September Term, 1893
Mandamus — Duty of Municipality — Riparian Owner — Misjoinder of Parties.
1. Where a statute (section 2751 of The Code) provides that an incorporated town shall regulate the line on deep water in front of the lands of proprietors to enable the latter to erect wharves, etc., thereon, the performance of such duty may be compelled by the courts.
2. Where in an action against a town corporation to compel it to regulate the line of deep water in front of plaintiff's land the complaint alleged that the defendant did undertake to locate the line but that said line did not extend to deep water, nor did it regulate the deep-water line as required by law, a demurrer by defendant that it appears from the complaint that the defendant had fully performed its duty in the premises was properly overruled.
3. The joinder of unnecessary parties is not a ground of demurrer.
ACTION, heard on complaint and demurrer before Bynum, J., at Spring Term, 1893, of CHOWAN.
F. H. Busbee and Grandy Aydlett for plaintiff.
W. D. Pruden for defendants.
The plaintiff, as the owner of a lot of land in the town of Edenton, fronting on Edenton bay, sought by his action to compel the location by the town authorities of the deep-water line in front of his property as provided by section 2751 of The Code. The action was brought against the individual members of the board of councilmen, as well as against the "Board of Councilmen." One allegation of the complaint was as follows:
"That the board of councilmen of said town did on the — day of March, 1888, undertake to locate the said line of deep water in front of the property of plaintiff above described, but that in fact the line so located does not extend to the deep water of Edenton bay, nor does it regulate the deep-water line as required by law, and if plaintiff be precluded from going further than the line so attempted to be fixed, he will not be able to enjoy the use of his riparian rights." (34)
The individual members of the board of councilmen demurred to the complaint on the ground that they as individuals had no connection with the matter, and owed no duty to the plaintiff, while the board of councilmen demurred upon the following grounds:
"1. It appears from complaint that the councilmen of Edenton did in March, 1888, fix the line to which plaintiff might enter, and it does not appear that plaintiff made any objection thereto, but acquiesced in same, until this suit was begun.
"2. It appears the board has regulated the line to which he might enter, and there is no allegation of fraud or collusion.
"3. For that in law these defendants are the judges in regulating said line, and it appears that they have regulated same, and their discretion cannot be controlled by the court."
His Honor overruled the demurrer, inasmuch as the complaint did not allege that the town had regulated the line of deep water, but only that it had undertaken and failed to do so as required by law, and defendants appealed.
It is provided by The Code, sec. 2751, "that persons owning lands on any navigable sound, river, etc., for the purpose of erecting wharves on the side of the deep water thereof, next to their lands, may make entries of land covered by water adjacent to their own, as far as the deep water of such sound, river, etc. and obtain title as in other cases. . . . and when any such entry shall be made in front of the lands in any incorporated town, the town corporation shall regulate the line on deep water to which entries may be made." The (35) performance of the duty thus imposed upon the town corporation may be compelled by the courts ( Wool v.
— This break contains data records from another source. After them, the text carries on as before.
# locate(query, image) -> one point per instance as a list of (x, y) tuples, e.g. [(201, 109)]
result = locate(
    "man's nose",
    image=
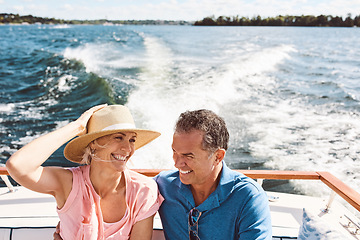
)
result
[(178, 160)]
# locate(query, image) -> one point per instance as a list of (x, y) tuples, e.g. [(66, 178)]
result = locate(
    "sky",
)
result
[(188, 10)]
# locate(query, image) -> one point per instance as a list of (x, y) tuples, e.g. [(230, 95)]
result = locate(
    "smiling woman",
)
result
[(107, 139)]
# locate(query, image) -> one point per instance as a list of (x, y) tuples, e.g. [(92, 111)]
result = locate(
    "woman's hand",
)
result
[(84, 118)]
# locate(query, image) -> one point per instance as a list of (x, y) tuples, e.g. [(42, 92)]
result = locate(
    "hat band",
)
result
[(119, 126)]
Saunders, 108 N.C. 729), and it is for this purpose that the present action is brought. The complaint alleges that defendant did "undertake to locate the said line of deep water in front of the property of the plaintiff, . . . but that in fact the line so located does not extended to the deep water of Edenton Bay, nor does it regulate the deep-water line as required by law." It is further alleged that the plaintiff has demanded that the defendant "extend and regulate the said line to the deep water of the said bay," and that the defendant has refused to take any further action. It is insisted upon demurrer, that it appears from the complaint that the defendant has fully performed its duties in the premises, and that the action should be dismissed.
We cannot assent to such a conclusion, and are of the opinion that his Honor was correct in overruling the demurrer. The law requires that the town shall "regulate the line on deep water," and it is explicitly alleged that this duty has not been performed, and that in fact the line does not extend to the deep water. We are aware of no principle which authorizes us to presume that the defendant has performed a plain statutory duty in the face of such admissions as are contained in these pleadings.
As to the joinder of unnecessary parties, it has frequently been decided that it is not a ground of demurrer. Burns v. Ashworth, 72 N.C. 496.